Biografie
Tony Gatlif
Tony Gatlif – geboren als Boualem Michel Dahmani (arabisch: بوعلام دحماني) – war ein französischer Regisseur, Drehbuchautor, Komponist, Schauspieler und Produzent. Er wurde am 10. September 1948 in Algier geboren und starb am 2. September 2026 in Arles.
Tony Gatlif wuchs während der französischen Kolonialzeit in einem Vorort von Algier in einer einfachen Familie unterschiedlicher Herkunft auf: Sein Vater war Kabyle, seine Mutter Roma andalusischer Abstammung. Er verbrachte seine Kindheit in einem Armenviertel, lebte auf der Straße und besuchte nur sporadisch die Schule. Dort entdeckte er das Kino dank eines Lehrers, der Filme auf ein gespanntes Laken projizierte – ein prägendes Erlebnis, das ihn fesselte und seinen Berufswunsch bestimmte. Mit zwölf Jahren verließ er sein Elternhaus, ließ sich in Algier nieder und arbeitete als Schuhputzer.
Anfang der 1960er-Jahre, vor dem Hintergrund des Algerienkriegs und der Unabhängigkeit des Landes, zog er nach Frankreich.
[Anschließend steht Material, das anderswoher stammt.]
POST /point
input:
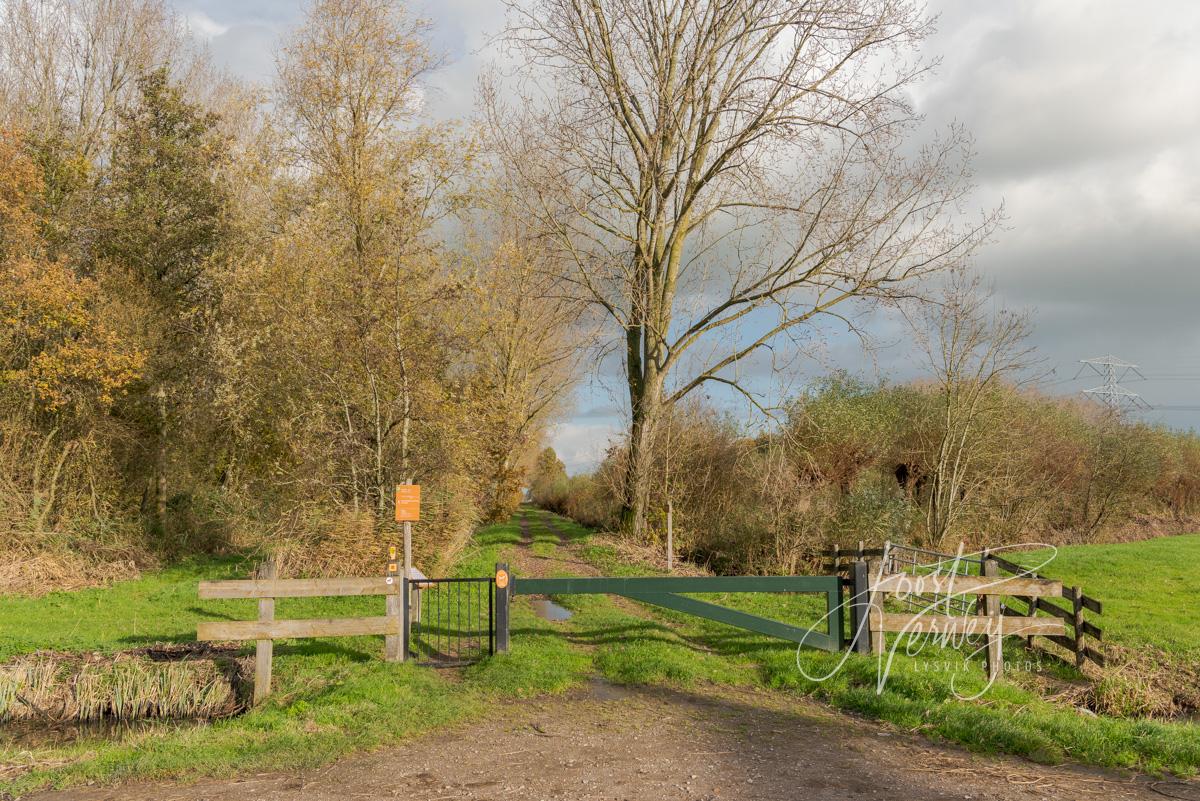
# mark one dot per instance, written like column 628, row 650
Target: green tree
column 160, row 217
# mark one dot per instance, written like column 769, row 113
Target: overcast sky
column 1086, row 116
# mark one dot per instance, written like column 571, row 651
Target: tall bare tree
column 67, row 66
column 724, row 173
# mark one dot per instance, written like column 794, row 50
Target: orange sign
column 408, row 503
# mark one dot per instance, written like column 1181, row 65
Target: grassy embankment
column 336, row 696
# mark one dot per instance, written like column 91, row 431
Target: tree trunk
column 161, row 463
column 646, row 401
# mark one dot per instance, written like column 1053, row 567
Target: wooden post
column 1079, row 626
column 502, row 612
column 264, row 649
column 670, row 536
column 395, row 645
column 859, row 627
column 995, row 636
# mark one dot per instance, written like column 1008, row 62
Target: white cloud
column 581, row 445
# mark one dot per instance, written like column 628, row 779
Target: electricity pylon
column 1117, row 398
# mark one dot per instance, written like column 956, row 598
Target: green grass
column 1149, row 589
column 337, row 696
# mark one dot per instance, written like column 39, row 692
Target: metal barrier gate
column 450, row 620
column 670, row 591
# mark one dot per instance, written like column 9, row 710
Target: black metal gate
column 451, row 620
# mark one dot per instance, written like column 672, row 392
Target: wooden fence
column 840, row 561
column 1075, row 638
column 267, row 628
column 991, row 624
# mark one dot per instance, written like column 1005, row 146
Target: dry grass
column 651, row 555
column 33, row 571
column 1144, row 682
column 131, row 686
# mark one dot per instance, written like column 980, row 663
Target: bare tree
column 972, row 353
column 724, row 173
column 529, row 349
column 66, row 66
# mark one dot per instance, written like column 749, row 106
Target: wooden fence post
column 264, row 649
column 394, row 645
column 995, row 633
column 670, row 536
column 859, row 627
column 1079, row 626
column 502, row 610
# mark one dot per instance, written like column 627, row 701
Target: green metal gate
column 664, row 591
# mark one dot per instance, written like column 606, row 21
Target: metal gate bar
column 451, row 620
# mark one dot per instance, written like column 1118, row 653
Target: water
column 547, row 609
column 42, row 734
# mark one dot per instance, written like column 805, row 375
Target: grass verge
column 334, row 697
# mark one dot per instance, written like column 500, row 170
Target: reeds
column 124, row 687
Zunächst lebte er in Armenvierteln, später verbrachte er Zeit in Jugendstrafanstalten und Heimen für junge Arbeiter. Seine Jugend war geprägt von Kriminalität und einem unsteten Leben zwischen Marseille und Paris, bis ihn 1966 eine schicksalhafte Begegnung mit dem Schauspieler Michel Simon dazu ermutigte, Schauspielunterricht zu nehmen und eine Theaterkarriere anzustreben. In dieser Zeit – nach einer polizeilichen Überprüfung – nahm er auch den Namen Tony Gatlif an, den er einem öffentlichen Platz in Algier entlehnte, während er seine wahre Identität als Boualem Michel Dahmani beibehielt.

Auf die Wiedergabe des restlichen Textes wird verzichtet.